There are those who cry out about the broken campaign promises and the betrayal of the isolationist policy that they expected from the leader’s second presidency. And there are also Trump defenders, no matter the cost; among them is activist Laura Loomer, a known Islamophobe, who posted: “Trump will go down in history as a protector of humanity. I hope this is the beginning of his crackdown on Islam in the West.”
Or conservative media outlets such as Fox News, which have gone from praising the “president of peace” to adopting in recent days — while talks continued in Geneva over Iran’s nuclear program — a stance of support, if not outright encouragement, for Trump’s warlike impulses. The Wall Street Journal, another outlet owned by media magnate Rupert Murdoch, for its part published an editorial titled The Ayatollah Is Choosing War.

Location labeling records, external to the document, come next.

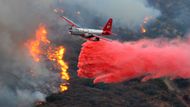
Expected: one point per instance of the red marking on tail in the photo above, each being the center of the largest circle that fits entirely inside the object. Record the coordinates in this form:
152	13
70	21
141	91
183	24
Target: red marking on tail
107	30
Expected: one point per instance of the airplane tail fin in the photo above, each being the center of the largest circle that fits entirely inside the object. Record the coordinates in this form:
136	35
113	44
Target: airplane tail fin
108	27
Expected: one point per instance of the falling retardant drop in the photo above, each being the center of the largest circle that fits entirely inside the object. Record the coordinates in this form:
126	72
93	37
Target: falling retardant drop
112	62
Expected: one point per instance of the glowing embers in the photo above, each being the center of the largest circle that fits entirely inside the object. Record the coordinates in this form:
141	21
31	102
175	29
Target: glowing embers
40	48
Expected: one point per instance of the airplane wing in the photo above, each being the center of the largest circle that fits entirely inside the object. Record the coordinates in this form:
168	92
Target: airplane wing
70	22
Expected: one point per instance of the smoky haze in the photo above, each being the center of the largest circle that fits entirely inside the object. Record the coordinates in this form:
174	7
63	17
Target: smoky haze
130	13
22	81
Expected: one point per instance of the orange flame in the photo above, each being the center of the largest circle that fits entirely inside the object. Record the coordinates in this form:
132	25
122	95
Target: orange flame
41	46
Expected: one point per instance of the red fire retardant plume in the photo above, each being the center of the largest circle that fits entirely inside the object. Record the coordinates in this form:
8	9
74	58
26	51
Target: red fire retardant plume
112	62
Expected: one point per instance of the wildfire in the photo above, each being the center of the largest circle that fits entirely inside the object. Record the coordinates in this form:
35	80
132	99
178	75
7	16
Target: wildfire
41	46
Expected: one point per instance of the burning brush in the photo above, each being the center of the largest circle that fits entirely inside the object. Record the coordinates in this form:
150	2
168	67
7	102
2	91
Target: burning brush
41	47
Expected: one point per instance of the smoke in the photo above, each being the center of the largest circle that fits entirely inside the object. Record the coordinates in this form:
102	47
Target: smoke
111	62
22	81
130	13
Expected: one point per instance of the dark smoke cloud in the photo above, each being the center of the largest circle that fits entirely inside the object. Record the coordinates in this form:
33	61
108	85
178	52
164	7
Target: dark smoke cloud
111	62
22	81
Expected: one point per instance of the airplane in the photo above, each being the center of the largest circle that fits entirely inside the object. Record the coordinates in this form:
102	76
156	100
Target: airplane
90	34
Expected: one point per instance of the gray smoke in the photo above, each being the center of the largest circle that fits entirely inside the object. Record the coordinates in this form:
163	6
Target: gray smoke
22	81
130	13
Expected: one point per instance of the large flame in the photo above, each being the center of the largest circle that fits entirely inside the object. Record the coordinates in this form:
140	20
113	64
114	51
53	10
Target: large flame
41	46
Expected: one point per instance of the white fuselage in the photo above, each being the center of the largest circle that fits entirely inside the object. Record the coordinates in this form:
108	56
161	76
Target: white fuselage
83	31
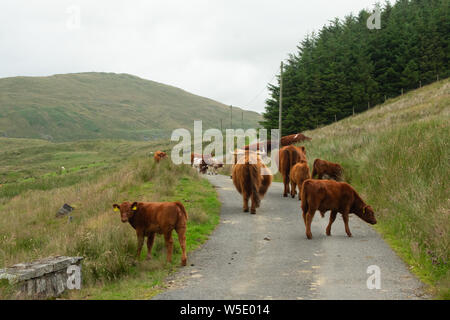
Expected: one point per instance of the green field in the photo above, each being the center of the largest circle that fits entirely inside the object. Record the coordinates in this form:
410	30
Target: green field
397	155
98	174
71	107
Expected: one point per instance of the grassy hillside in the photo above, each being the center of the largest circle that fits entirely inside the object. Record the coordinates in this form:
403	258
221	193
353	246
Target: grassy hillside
104	105
397	155
95	232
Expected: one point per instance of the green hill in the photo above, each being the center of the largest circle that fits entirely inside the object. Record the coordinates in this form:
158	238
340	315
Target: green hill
105	105
397	155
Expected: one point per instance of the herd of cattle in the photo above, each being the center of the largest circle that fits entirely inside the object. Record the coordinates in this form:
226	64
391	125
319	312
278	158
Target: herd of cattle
252	178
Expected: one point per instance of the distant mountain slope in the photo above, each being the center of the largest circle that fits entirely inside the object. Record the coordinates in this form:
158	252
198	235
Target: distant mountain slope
105	105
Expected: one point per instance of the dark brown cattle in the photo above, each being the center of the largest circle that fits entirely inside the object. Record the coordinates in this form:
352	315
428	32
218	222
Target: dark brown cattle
294	138
249	179
324	195
322	167
149	218
288	157
202	165
159	155
299	173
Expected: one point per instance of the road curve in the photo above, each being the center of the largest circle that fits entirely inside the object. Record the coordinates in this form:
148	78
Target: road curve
267	256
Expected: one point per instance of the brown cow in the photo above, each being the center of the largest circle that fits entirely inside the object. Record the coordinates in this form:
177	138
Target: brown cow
299	173
294	138
322	167
288	157
149	218
159	155
324	195
251	178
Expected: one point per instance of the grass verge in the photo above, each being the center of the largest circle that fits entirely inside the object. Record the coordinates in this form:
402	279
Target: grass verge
96	233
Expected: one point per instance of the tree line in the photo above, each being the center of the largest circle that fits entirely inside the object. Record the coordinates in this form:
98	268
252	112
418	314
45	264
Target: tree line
346	67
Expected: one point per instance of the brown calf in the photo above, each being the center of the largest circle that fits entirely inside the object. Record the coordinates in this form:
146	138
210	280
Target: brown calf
159	155
293	138
322	167
251	179
288	157
149	218
299	173
324	195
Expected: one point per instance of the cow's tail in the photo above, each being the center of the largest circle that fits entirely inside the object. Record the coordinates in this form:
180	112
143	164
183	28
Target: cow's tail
314	172
286	164
253	173
182	209
303	197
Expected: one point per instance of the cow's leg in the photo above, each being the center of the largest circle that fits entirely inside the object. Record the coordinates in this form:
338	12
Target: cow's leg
332	218
140	237
309	217
150	240
182	239
245	199
169	245
347	229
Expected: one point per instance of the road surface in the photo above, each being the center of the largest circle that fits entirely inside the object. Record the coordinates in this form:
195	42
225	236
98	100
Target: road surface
267	256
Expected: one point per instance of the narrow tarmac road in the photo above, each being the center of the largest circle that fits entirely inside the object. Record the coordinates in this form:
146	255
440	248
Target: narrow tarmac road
267	256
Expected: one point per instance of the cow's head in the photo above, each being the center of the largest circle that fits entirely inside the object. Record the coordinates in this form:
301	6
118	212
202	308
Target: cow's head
368	215
127	210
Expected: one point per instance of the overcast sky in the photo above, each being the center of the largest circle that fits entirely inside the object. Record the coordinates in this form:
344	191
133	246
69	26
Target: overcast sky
226	50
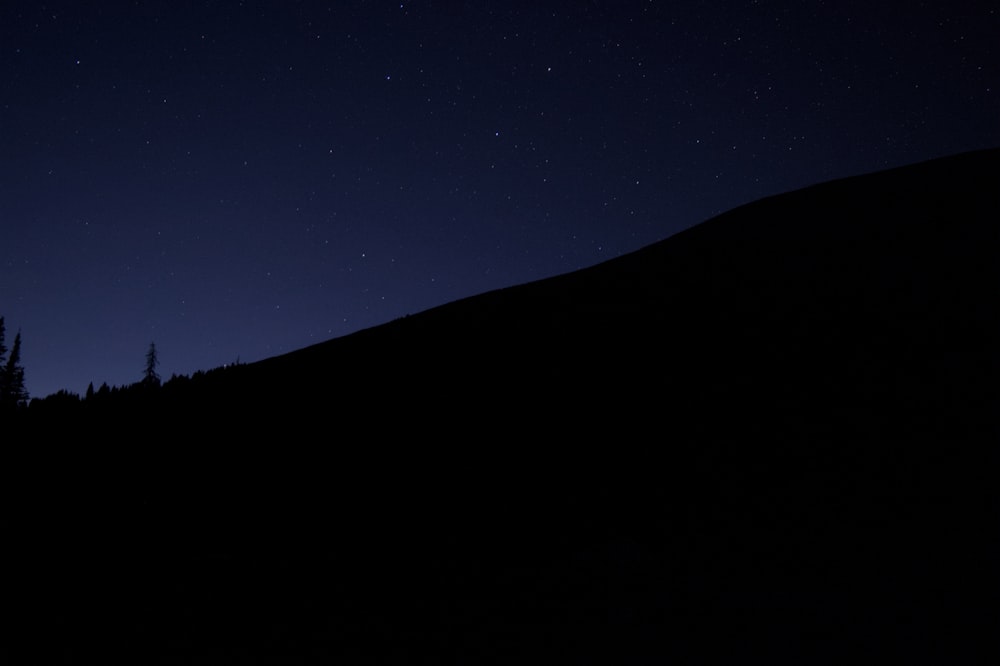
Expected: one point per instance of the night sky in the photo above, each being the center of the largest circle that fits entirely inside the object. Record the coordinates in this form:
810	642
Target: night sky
243	179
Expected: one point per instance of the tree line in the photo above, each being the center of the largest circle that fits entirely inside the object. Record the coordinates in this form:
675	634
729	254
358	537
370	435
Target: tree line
13	395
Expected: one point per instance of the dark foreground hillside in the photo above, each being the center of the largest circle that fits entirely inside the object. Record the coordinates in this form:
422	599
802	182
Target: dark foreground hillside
536	475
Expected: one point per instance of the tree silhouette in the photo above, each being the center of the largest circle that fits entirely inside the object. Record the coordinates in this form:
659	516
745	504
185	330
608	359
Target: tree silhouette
149	375
12	391
3	347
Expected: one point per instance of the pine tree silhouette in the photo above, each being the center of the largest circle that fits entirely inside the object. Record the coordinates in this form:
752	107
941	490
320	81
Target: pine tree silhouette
12	391
149	375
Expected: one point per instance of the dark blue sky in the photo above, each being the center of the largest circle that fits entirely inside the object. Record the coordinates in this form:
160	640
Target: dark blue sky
242	179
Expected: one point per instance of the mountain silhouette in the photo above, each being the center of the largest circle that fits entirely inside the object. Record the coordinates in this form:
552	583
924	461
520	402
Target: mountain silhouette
862	307
758	441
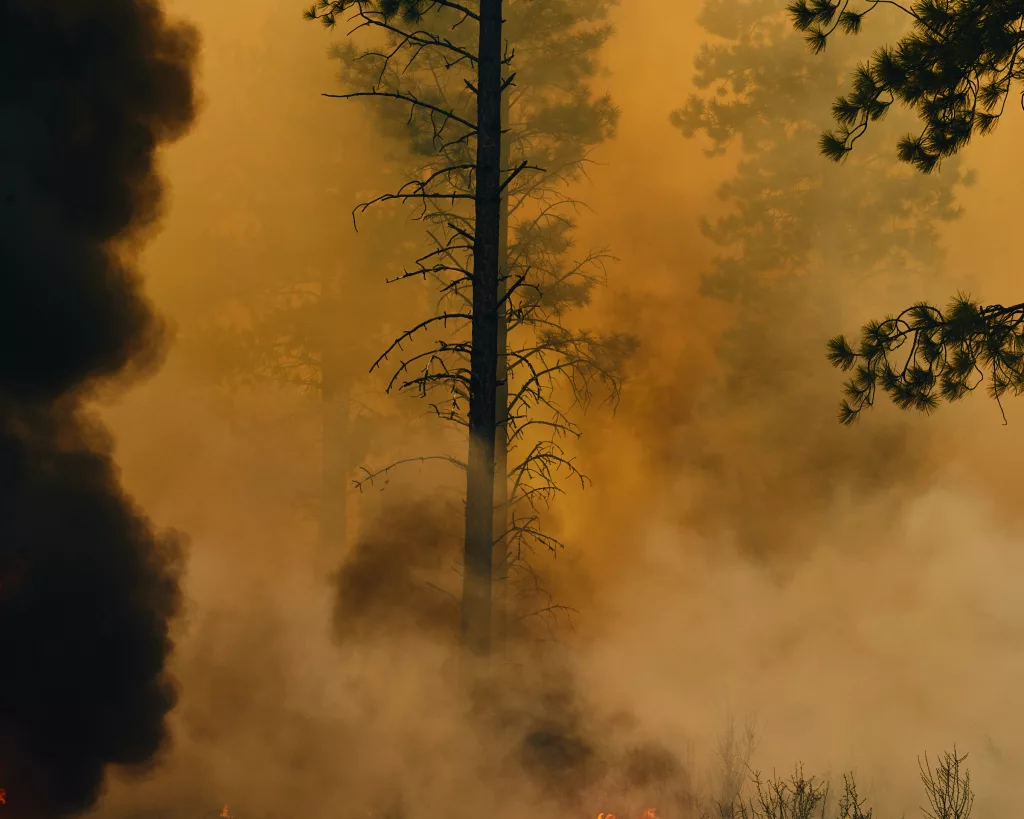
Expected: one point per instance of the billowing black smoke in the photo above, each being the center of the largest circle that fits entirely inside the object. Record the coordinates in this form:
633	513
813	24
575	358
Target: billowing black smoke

Some of the most prominent social media accounts within the MAGA movement — from that of podcaster Candace Owens, a champion of conspiracy theories, to that of columnist Cassandra MacDonald — reposted on Saturday a message from pro-Trump activist Charlie Kirk, who was killed last September. The message dates back to June 17, that is, 10 days before the attack ordered by Trump against three storage and enrichment facilities tied to Tehran’s nuclear program. At the time, Kirk described the idea of “regime change” as “pathologically insane.”
Bannon, missing
Kirk was not the only one to raise his voice. The national-populist ideologue Steve Bannon went to the White House in those days to try to persuade Trump, who in the first hours after the new strike was nowhere to be seen, besieged as he is by his ties to the millionaire pedophile Jeffrey Epstein.

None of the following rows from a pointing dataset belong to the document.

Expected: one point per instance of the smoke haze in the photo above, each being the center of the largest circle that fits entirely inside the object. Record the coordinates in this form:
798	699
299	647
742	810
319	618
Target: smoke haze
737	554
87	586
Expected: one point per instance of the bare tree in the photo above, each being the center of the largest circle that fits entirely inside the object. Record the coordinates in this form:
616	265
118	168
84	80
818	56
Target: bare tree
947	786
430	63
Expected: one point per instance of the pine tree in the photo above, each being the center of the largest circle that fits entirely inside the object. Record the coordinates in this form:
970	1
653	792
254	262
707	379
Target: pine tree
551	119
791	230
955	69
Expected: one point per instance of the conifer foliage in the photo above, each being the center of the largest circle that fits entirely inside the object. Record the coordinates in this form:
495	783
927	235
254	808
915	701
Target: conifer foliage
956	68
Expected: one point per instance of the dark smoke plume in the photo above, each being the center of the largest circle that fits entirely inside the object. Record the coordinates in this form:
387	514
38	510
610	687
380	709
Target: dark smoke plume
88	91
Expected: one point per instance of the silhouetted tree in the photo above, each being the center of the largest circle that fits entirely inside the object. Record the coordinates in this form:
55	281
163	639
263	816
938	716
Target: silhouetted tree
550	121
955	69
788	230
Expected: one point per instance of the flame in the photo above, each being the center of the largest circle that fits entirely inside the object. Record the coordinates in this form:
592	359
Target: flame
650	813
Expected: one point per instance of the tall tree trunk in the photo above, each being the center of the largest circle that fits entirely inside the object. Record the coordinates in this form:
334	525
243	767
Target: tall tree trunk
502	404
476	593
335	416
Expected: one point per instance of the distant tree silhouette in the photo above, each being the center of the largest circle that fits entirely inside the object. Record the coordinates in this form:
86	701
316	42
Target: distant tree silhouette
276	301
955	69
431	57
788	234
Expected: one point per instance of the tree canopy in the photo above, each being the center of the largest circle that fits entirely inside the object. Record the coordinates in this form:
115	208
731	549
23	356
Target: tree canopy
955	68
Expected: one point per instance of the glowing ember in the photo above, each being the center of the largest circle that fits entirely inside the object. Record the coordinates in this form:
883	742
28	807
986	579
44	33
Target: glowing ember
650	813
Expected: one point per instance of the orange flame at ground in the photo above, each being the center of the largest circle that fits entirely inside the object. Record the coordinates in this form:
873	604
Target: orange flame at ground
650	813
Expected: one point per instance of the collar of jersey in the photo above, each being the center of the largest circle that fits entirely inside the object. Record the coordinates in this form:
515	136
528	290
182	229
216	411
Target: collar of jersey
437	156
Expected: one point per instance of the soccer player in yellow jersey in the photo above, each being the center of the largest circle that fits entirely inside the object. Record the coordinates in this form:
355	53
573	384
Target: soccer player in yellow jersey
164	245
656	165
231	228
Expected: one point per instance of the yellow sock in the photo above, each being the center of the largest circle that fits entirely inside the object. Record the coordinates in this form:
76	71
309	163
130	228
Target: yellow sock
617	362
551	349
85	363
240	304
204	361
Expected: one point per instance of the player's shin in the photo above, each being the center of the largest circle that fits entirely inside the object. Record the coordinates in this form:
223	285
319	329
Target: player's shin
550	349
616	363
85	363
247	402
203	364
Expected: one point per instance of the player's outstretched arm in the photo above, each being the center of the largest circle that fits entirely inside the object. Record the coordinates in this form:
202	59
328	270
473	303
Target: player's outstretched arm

In truth, both warnings proved exaggerated; the June operation was ultimately filed away by the Pentagon as a military success, though Trump overstated it by claiming it had achieved the “obliteration” of Iran’s nuclear capability. That bombing also marked the end of the so-called “12-day war” with Israel and did not trigger a regional cataclysm or a civil war.
That outcome, combined with the January 3 operation to capture the Venezuelan leader Nicolás Maduro and his wife, Cilia Flores — which also failed to unleash instability — has emboldened Trump on the international stage. It has also, in recent days — along with the fear of becoming, like MTG, the target of the leader’s wrath — softened criticism from a segment of the America First camp at the prospect of a new strike against Iran.
Not so for radio host Tucker Carlson, who, shortly after learning of it, described the military operation to ABC News as “absolutely disgusting and evil.” Carlson, whose ties to Qatar are well known, also said it would “shuffle the deck” of the MAGA movement “in a profound way.”
Whether the far-right influencer is right will depend on the consequences of Saturday’s strike. Or whether all of this ultimately serves to prove the ability of Trump’s loyalists to adapt to rules that for some time now can be summed up in a single principle: whatever the leader says.